I have also renamed several of the options to better imply their 
relation; the ones that directly contribute (or are an exponent on a 
value that contributes) to the total score being optimized now all end 
in -penalty, for example.

> My other concern about the documentation is that it seems to describe
> the feature in a way that is too technical and uses terminology from
> the field of optimizations.  I'm afraid that users without background
> in optimizations will have difficulty understanding some of the
> options.  Can you try describing this in a less formal manner, so as
> to make it easier to understand?

I have tried to move the focus of the documentation for this feature 
away from the technical details of the implementation and more towards a 
description of the effects.

> This example is too long.  I suggest to find a shorter one.  I think
> an example with 3 lines should be enough to explain the feature.
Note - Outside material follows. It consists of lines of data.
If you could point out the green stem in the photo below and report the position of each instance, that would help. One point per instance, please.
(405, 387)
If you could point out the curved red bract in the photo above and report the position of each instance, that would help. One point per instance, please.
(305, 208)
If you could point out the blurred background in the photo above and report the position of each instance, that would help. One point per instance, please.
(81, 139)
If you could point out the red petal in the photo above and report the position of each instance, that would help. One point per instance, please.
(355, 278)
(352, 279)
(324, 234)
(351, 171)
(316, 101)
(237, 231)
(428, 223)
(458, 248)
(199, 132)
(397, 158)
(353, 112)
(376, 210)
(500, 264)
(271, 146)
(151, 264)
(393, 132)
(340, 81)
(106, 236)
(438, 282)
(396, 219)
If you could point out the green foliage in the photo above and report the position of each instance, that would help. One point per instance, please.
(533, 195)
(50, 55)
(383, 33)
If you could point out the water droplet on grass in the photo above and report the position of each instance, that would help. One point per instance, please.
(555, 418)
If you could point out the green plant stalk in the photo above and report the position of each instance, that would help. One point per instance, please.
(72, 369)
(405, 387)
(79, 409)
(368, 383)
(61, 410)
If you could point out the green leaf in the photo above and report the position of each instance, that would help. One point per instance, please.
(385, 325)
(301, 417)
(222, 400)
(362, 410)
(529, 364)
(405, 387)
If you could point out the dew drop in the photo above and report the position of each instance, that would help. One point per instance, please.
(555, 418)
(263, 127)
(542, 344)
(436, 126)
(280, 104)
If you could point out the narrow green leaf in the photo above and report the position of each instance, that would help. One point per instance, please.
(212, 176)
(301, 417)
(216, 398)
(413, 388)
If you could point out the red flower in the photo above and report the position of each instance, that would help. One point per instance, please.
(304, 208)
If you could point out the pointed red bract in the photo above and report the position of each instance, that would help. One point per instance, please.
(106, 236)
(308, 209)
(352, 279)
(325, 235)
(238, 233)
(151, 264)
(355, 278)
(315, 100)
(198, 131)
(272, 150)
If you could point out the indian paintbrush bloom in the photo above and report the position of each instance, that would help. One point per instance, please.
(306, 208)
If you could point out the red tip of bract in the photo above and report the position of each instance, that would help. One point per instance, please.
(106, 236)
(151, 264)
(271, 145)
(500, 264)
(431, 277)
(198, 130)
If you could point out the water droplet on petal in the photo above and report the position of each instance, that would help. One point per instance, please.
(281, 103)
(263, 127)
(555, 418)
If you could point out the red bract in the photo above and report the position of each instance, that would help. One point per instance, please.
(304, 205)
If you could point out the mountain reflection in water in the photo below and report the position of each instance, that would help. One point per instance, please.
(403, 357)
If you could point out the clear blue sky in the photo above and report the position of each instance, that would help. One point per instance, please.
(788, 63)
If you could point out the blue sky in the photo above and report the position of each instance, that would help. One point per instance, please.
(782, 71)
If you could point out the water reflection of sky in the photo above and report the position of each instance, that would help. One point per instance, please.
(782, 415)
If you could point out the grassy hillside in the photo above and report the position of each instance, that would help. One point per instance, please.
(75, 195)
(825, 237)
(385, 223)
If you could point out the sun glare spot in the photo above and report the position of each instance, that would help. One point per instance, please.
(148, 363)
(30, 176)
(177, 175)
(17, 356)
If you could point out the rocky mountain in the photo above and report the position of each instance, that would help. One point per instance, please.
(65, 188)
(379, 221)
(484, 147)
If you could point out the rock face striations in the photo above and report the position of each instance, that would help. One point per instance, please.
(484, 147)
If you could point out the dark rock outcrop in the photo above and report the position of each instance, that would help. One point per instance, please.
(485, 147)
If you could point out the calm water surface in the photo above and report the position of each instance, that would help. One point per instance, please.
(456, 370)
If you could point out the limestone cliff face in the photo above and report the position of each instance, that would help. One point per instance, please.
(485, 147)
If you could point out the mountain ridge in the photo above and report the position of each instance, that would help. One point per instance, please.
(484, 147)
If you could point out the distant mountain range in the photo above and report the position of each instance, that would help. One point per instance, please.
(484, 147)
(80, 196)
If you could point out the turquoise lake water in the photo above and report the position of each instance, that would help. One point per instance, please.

I have changed the manual subsection to use a much shorter example.  It 
is a bit longer than 3 lines, but that is because it uses a fill-width 
of 20.  However, this gave me room to put the examples with and without 
this feature side-by-side.

> This should mention at least a few main options that control the
> feature.

In the NEWS announcement, I have added a reference to the new 
customization group.

> Likewise here: this doc string is too abstract and thus hard to grok.
> Talking about minimization of a cost function that penalizes something
> only helps if one has some background in that domain.  I'd instead try
> to say something like "fills the entire paragraph avoiding too short
> lines" or something similar.

I have updated the doc string on the minor mode here, as well as the 
other doc strings to remove the mentions of minimizing a cost function.  
In this case, I went with "When enabled, filling will try to optimally 
choose a set of line breaks to make a paragraph look tidier by 
considering the entire paragraph at a time.  This may place line breaks 
sooner than necessary if it improves later lines."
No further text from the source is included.